Herkesten saygı ve güven bekleyen yargının zamanlaması, artık hepimizin rahatlıkla grafik üzerinde çizebileceğimiz kadar mükemmel işliyor.
Elbette resmi olarak birbiriyle hiç ilişkisi bulunmayan davalar, her nasılsa bir saat düzeneğiyle “bir sen benden / bir ben senden” ritmiyle sürüyor.
Gözü bağlı “Adalet Güzeli”nin tartısı, bir o yana bir bu yana tartıyor.
“Deniz” kabardıkça “dalga” boyu yükseliyor.
Yükselen dalgalar ve kesif sisten, Deniz Feneri görülmez oluyor.
Gemimiz, sürekli sövüp sayarak dümenini hababam fırtınaya doğru süren kaptanın yönetiminde bir meçhule sürükleniyor.

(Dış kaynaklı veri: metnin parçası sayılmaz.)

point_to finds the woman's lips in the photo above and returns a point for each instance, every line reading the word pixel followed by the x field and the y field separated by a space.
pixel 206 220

Ve sürüklenen gemide, hepimiz güvertedeki düelloyu bekliyoruz keyifle...
* * *
Bir önceki düellodan kimsenin sağ kurtulamayacağını çoğumuz yazmıştık.
Nitekim öyle oldu.
Son kamuoyu araştırması, kavgadaki herkesin hasar gördüğünü gösteriyor.
Sağduyulu, sözü dinlenir, güvenilir bir merciin yokluğunda gerilim yükseldikçe yükseliyor.
Siyasallaşan yargı...
Muhalif olanla suçlu olanın birbirine karıştığı davalar...
Ölümcül yargılamalar...
Büyük iddialarla tutuklamalar...
İddiaları boşa çıkaran tahliyeler...
Manşetler savaşı...
Vekiller dalaşı...
Ölümcül bir rahatsızlığı bile “davadan yırtma çabası” sayacak kadar gözü dönmüş gazeteler...
Yaklaşan fırtınayı tartışmaktan ve aşmaya çalışmaktansa körükle ona doğru koşmayı seçen bir Türkiye...
* * *
Şu bayram tatiline kapağı atıp da felakete dümen kıran gemimizi bir süre dinlenmeye çekebilirsek, fazla egodan şişmiş yelkenleri biraz indirebilirsek ne mutlu...
Yoksa biz güvertede düello seyrederken büyük çatırtıyı duyacağız ama korkarım hayli geç olacak...
* * *
Üç nokta üst üste:
-  Geçen pazar yazımda çirkinlik ve şişmanlığın “kötülük”le ilişkilendirildiğinden söz ederken bu ırkçılığın teorisyenliğini diyetisyenlerin yaptığını yazdım. “Bazı” kötü örnekleri kastedecekken genellemekle hata yaptım ve korkarım diyetisyenleri kırdım. Onlardan özür diliyorum.
-  Rıza Türmen, insanın başına kakmadığı derin bilgisi, huzurlu bir gülümseyişe sarmaladığı bilgeliği ve tecrübelerden süzülmüş eşsiz deneyimiyle Türkiye için büyük kazanç saydığım bir isim... Kendisine buradan “Milliyet’e hoş geldiniz” diyorum.
-  Yine zor bir yazdı; peşinden zor bir güz geliyor. Bu iki zorluk arasına sıkışmış 9 günlük tatilde ben de izninizi istiyorum. Tatil dönüşü daha iyi koşullarda buluşmak umuyla... Şimdiden bayramınız kutlu olsun!